Both are knockout formats, but they treat a loss very differently. Here is how each works and how to pick the right one for your event.

Single elimination

In single elimination, one loss ends a team's run. With n teams the champion is decided in roughly n − 1 matches, which makes it the fastest format to run. It's ideal when you have limited time, many participants, or a single day to crown a winner.
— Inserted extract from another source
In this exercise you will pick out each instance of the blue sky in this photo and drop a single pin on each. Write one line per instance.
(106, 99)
The trade-off: a strong team can be knocked out by one bad game or an unlucky early draw.

Double elimination

Double elimination adds a losers bracket. Lose in the main (winners) bracket and you drop down rather than out; a second loss eliminates you. The winners-bracket champion meets the losers-bracket champion in a grand final. Because the winners-bracket finalist hasn't lost yet, the format can include a bracket reset: if the losers-bracket team wins the first grand final, a deciding match is played so both finalists have exactly one loss.

Roundra builds the winners bracket, losers bracket, grand final, and the reset match automatically — including feeding each losing team into the right losers-bracket slot.

Side by side

Which should you choose?

If you need a result fast or have a big field, use single elimination. If the outcome matters enough that no team should go home on one upset — a league finals, a prize event — double elimination is worth the extra matches. Prefer no eliminations at all? A round robin guarantees everyone the same number of games.